Moreover, a wait-and-see approach risks creating moral hazard. What is required is a more symmetric approach: one that leans against the emergence of asset price booms as well as dealing with the consequences of asset price busts. By encouraging more responsible behaviour on the part of investors, such an approach should make such cycles of boom-bust less likely.
But substantial practical questions remain. Clearly, central banks should not target, nor react mechanically to, asset prices. Judgement is necessary in addressing asset price dynamics within an overall framework geared to price stability.
At the ECB, our monetary policy strategy – with its medium-term orientation and focus on monetary and credit developments – offers such a framework. It ensures that we consider the implications for price developments at longer horizons of financial imbalances and asset price misalignments, which may cumulate slowly.
Therefore, while vindication is a strong word, we feel encouraged as regards our monetary policy strategy, whose underlying analysis we continuously deepen.
Let me mention that a number of institutional reforms to the supervisory framework within the European Union are currently being finalised. We welcome the new macro-prudential aspects of this framework. They will take concrete form in the creation of the European Systemic Risk Board. The ECB and the EU national central banks stand ready to provide the risk board with their full support.
The Systemic Risk Board will endeavour to provide early warnings and issue recommendations that will help to prevent a renewed build-up of excessive risk in the financial system as a whole. Such warnings would have been useful in the past: they represent a crucial part of the preventive framework for the future.
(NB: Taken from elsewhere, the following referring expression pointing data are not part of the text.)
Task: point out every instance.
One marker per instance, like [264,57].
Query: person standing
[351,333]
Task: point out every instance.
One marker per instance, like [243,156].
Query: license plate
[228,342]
While financial liberalisation, deregulation and innovation all have the potential to make our economies more productive and more resilient, the financial sector must not forget that it is to serve the real economy, not the other way around.
This, above all, requires a change in mentality within the financial industry itself.
Specifically, the financial industry has to increase transparency, strengthen its management of liquidity and risk, and make its business models more robust. As I mentioned, while maintaining the flow of finance to the real economy, financial institutions must continue to strengthen their balance sheets, by improving their capital and funding positions.
The future will no doubt bring further challenges. As concerns the authorities, we will continue to be alert and vigilant, as in the past. And our 330 million fellow citizens in the euro area will surely not tolerate a relapse into excessive risk-taking at the taxpayer’s expense. Therefore, the financial sector has to secure its future in a responsible and sustainable way.
Thank you very much for your attention.